Internationally renowned physician-scientist, Huda Y. Zoghbi, a Howard Hughes Medical Institute researcher at Baylor College of Medicine, will deliver a public lecture on “The Path to Understanding and Treating Neurological Diseases” at the Janelia Farm Research Campus in Ashburn, VA.

Zoghbi will deliver the lecture on Tuesday, September 18, 2007, at 7 PM. The event is free and open to the public, but tickets are required for admission. Directions for obtaining the tickets will be made available on the HHMI web site at on September 4. Seating is limited to 250 people.

The lecture is the first in a new series called “Dialogues of Discovery at Janelia Farm,” presented by the Howard Hughes Medical Institute. The Institute anticipates that it will host two public lectures each year at Janelia Farm.

The human brain is one of the last frontiers in medicine. It governs all the activities of the human body, houses consciousness, and processes all the information about the world around us. As scientists work to develop treatments and cures for neurological disorders such as epilepsy, mental retardation, autism, Parkinson and Alzheimer disease, some researchers approach the task by trying to understand how normal biological processes have gone awry in these disorders.

Today, millions of individuals are afflicted by such neurological disorders each year. Understanding these diseases and their causes is key to developing more effective diagnosis and therapy. Recent advances in research and medical technology have allowed the identification of disease-causing genes, the engineering of mice that model such diseases, and the identifications of pathways that can be targeted therapeutically.

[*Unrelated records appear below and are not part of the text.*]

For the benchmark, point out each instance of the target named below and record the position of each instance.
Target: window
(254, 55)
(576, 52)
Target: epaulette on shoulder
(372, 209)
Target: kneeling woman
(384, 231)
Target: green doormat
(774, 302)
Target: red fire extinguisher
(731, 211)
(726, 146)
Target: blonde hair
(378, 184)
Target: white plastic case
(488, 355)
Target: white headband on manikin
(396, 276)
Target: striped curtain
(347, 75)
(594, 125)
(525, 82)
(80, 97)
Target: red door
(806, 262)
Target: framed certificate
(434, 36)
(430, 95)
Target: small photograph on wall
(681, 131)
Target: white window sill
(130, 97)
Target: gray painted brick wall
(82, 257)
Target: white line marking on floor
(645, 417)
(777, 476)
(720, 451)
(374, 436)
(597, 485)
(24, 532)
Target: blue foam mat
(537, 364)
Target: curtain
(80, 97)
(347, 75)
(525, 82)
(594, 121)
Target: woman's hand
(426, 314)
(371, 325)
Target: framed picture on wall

Zoghbi's lecture will explore how genetic, molecular, and physiological studies are beginning to provide insight about Rett syndrome, an autism spectrum disorder that affects children after their first birthday, and spinocerebellar ataxia, a late onset neurodegenerative disease that robs adults of balance, coordination, and the ability to speak and breathe effectively. Zoghbi will map out the path she took from the time she encountered her patients to the point where she is now testing some therapeutic options. She will also discuss how her findings relate to some psychiatric disorders and other late onset neurodegenerative diseases.

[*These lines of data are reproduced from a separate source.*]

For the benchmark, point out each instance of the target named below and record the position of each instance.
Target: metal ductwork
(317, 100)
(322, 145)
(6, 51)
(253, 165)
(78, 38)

A member of the National Academy of Sciences and of the Institute of Medicine, Zoghbi has received numerous awards and honors for her research, including the E. Mead Johnson Award for Pediatric Research; the Kilby Award for Extraordinary Contributions to Society through Science, Technology, Innovation, Invention, and Education; the Sidney Carter Award, and the Bristol-Myers Squibb Award for Distinguished Achievement in Neuroscience Research.

Zoghbi studied at the American University of Beirut, Meharry Medical College and Baylor College of Medicine.